Por Verônica Stasiak Bednarczuk de Oliveira
O pedido de casamento. A viagem dos sonhos. A festa de formatura. Ocasiões como estas são as que normalmente ficam guardadas na memória, enquanto as lembranças do cotidiano acabam se perdendo com o tempo. Mas e se cada dia da sua vida não fosse um direito garantido, mas sim um privilégio? E se momentos simples como um passeio no shopping ou uma corrida na beira-mar fossem uma conquista? É disso que trata a campanha deste ano do Setembro Roxo – Mês Nacional de Conscientização sobre a Fibrose Cística, liderada pelo Unidos pela Vida – Instituto Brasileiro de Atenção à Fibrose Cística, o qual tenho a honra de ter fundado em 2011 e de dirigir até hoje.
A campanha traça um paralelo entre as lembranças memoráveis e as lembranças do cotidiano: para pessoas com fibrose cística, ocasiões simples são um privilégio conquistado a duras penas. Dessa forma, conscientiza a população sobre a doença, de modo que tenham acesso a informações corretas e que o diagnóstico e o tratamento sejam realizados de forma precoce e no tempo adequado.
A doença faz com que toda a secreção no organismo fique mais espessa que o normal, dificultando sua eliminação e causando sintomas como tosse crônica, pneumonia de repetição, diarreia, pólipos nasais, baqueteamento digital, suor mais salgado que o normal e dificuldade em ganhar peso e altura. A triagem deve ser realizada logo no início da vida, no Teste do Pezinho, exame gratuito e obrigatório para recém-nascidos. Caso o resultado apresente alteração para fibrose cística em dois testes repetidos, realiza-se o Teste do Suor para confirmar ou descartar o diagnóstico da doença. Este teste, inclusive, é considerado como o padrão ouro para o diagnóstico, e pode ser realizado a qualquer tempo da vida para confirmar ou descartar a fibrose cística. O tratamento é diário e inclui fisioterapia respiratória, realização de atividade física, ingestão de medicamentos como enzimas pancreáticas, antibióticos, corticoides, moduladores e suplementos vitamínicos, além do acompanhamento regular realizado por equipe multidisciplinar.
A campanha deste ano, entretanto, tem como pano de fundo a vitória recém conquistada pela comunidade da FC no Brasil. Em 5 de setembro, Dia Nacional de Conscientização e Divulgação da Fibrose Cística, foi oficializada e publicada pelo Ministério da Saúde, a decisão de incorporação do medicamento elexacaftor/tezacaftor/ivacaftor (Trikafta®) no Sistema Único de Saúde (SUS). A medida é um marco no tratamento à doença, possibilitando que, a partir de agora, cerca de 1.700 pessoas que possuem indicação ao medicamento tenham acesso a ele de forma gratuita no país. Este medicamento é conhecido por ser um dos mais inovadores do mundo, mudando o curso natural da doença no paciente, promovendo mais qualidade de vida a quem utiliza. Nós estivemos ao lado de associações e pessoas com fibrose cística durante anos, realizando campanhas e ações para demonstrar ao poder público a importância do tratamento para as pessoas elegíveis. Realizamos pesquisas, articulações, capacitações, negociações intermináveis para que este sonho se tornasse realidade.

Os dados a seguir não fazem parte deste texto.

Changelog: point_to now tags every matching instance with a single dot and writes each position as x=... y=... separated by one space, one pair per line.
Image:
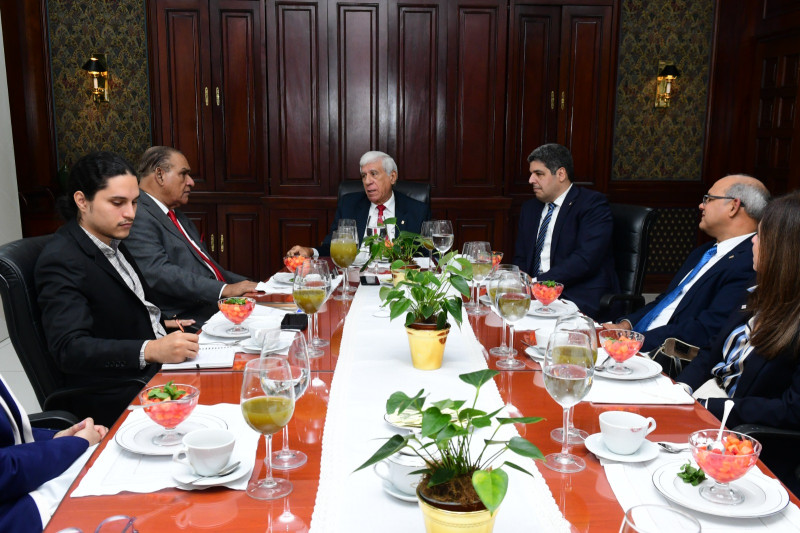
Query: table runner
x=374 y=361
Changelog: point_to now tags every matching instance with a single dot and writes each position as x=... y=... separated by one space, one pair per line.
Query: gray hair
x=754 y=199
x=388 y=163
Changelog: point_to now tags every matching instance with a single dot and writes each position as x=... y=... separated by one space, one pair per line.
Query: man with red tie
x=185 y=279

A vitória, entretanto, não significa que a batalha terminou: é preciso que o Governo Federal atualize os protocolos clínicos e diretrizes terapêuticas da doença e inicie a dispensação do medicamento em até 180 dias – prazo regulamentar previsto na legislação. Só assim o medicamento sairá do papel e chegará nas mãos de quem mais precisa.
Nós do Instituto Unidos pela Vida seguiremos trabalhando, monitorando e lutando para que os prazos sejam cumpridos e para que o sorriso de esperança volte ao rosto da nossa comunidade. Sorriso calejado esse que, por enquanto, ainda está pela metade. Apropriando-se da célebre frase de Juscelino Kubitschek, o que é o Trikafta senão a alvorada de um novo dia para os pacientes de fibrose cística?
Verônica Stasiak Bednarczuk de Oliveira, fundadora do Unidos pela Vida – Instituto Brasileiro de Atenção à Fibrose Cística e diagnosticada com a doença de forma tardia, aos 23 anos.